Barry: Yeah. That’s awesome. I love this earned customer thing. I think everyone needs to be on top of it. If you have 230, 300 employees on customer success, there is some churn even with a great chief customer officer. How do you manage customer retention and make sure those handoffs are correct?

Ziv: I think on that part, on the handshakes and those things, so lots of the things, lots of the methodology processes and tools that we’ve built in the last two years, a lot of it were enhancing the process that we already did before. Just making sure that we are doing those in custom objects in Salesforce, and that the information is not in my notes or in my Asana or in my Gmail. No, those notes are in Salesforce. So a red flag, red flag risks of customers leaving are in Salesforce. And the onboarding process is in Salesforce and the success outcomes, the next customer object that wants to be released in Salesforce, the relationships are in Salesforce. The renewal forecasts are in Salesforce, the renewal, we have a strategy group meeting every month. And speaking about the renewals of three months from now, those renewal recommendations are being written in Salesforce.

And we’re trying to cover 100% of these renewal strategies for each and every account, making sure that we have that. And I just mentioned just a few of those. So there’s more and more things that we have now in the custom objects.
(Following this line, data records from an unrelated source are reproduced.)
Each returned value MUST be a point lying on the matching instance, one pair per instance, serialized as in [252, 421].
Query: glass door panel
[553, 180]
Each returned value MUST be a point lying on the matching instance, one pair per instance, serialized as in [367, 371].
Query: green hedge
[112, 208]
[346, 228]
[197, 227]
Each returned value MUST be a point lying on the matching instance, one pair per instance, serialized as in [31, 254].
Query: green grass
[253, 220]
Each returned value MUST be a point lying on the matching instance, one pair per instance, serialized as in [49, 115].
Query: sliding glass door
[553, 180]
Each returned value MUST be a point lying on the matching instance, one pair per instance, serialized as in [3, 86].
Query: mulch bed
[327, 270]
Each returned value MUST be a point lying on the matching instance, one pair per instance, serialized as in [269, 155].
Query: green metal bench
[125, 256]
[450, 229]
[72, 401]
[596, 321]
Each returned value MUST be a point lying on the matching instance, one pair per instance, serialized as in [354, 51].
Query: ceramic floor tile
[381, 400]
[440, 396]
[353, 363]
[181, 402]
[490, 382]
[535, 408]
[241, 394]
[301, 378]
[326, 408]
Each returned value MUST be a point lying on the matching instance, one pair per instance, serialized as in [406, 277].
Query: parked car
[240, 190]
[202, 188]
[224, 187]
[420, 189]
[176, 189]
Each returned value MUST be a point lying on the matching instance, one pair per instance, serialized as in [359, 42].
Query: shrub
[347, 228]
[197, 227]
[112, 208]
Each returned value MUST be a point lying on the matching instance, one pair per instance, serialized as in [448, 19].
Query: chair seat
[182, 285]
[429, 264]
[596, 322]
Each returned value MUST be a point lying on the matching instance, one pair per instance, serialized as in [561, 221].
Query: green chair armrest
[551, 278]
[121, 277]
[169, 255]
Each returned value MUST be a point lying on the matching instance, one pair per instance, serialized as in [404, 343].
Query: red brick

And I think that the revolutionary part of that is that, when a CSM now leaves or moves to a new role, and then they hand over now that account to a new CSM, then that CSM has all this written in this custom object in Salesforce and even a nice Looker dashboard that encapsulated every piece of information in one page.

You may also be interested in: The Effective Sales CSM Communication Process That Results in Revenue Accuracy

Customer Success When Serving a Global Community

Barry: I wanted to speak a few minutes about customer success when serving the international and global community. It sounded like that was something you’re passionate about when we first started speaking. So you mentioned that from a global perspective, everyone basically has the same pain point. Everyone has the same need. Is there a different way that you manage your global team, even if the user uses Appsflyer the same?

Ziv: Yeah. So first, there’s definitely a lot of value in being close to the market. So we started in Israel, we started from one team and then very early in 2014, we decided that we want to be as close as possible to the customer. And we started to invest in these local offices. First of all, as I said before, I’m sorry it is a generic value, one version to all customers. I think that’s amazing. Having said that, definitely there’s different customers in China, in Japan, in India, in the UK, and then the US, or in Latin that uses different things. Also the focuses always change. So when China was in user acquisition, others just started to think about user acquisition, then China moved to re-engagement. Then other regions started to do user acquisition.

And then when China started to invest a lot more budgets in user acquisition and re-engagements, then the other regions started to invest more budgets in user acquisition and so forth. I think that definitely our success is providing that value and providing that service globally and really hiring amazing local teams to deliver that value in the language, in the time zone, as close as possible. And before COVID, also meeting face-to-face going to the customer offices, not a lot, I would say, I would guess it would be between 10 to 20% and the rest was Zoom even before. But that 10, 20% is definitely the edge. And I think that definitely if you look at the future, I think that Zoom is here to stay, but face-to-face is going to come back. I just came back a month ago from San Francisco. I met eight customers. Those meetings are invaluable. You cannot replace them. That’s exactly the value that we need to provide our customers. I think that going out of COVID, it will definitely be 10 X more appreciated also from the other side.

Barry: I agree. I can’t wait to see more people from across the world. So I definitely agree on that. So cool. I think there’s definitely a lot to take home. I had a great conversation, Ziv. I learned a lot and I’m looking forward to spreading this and to keeping in touch.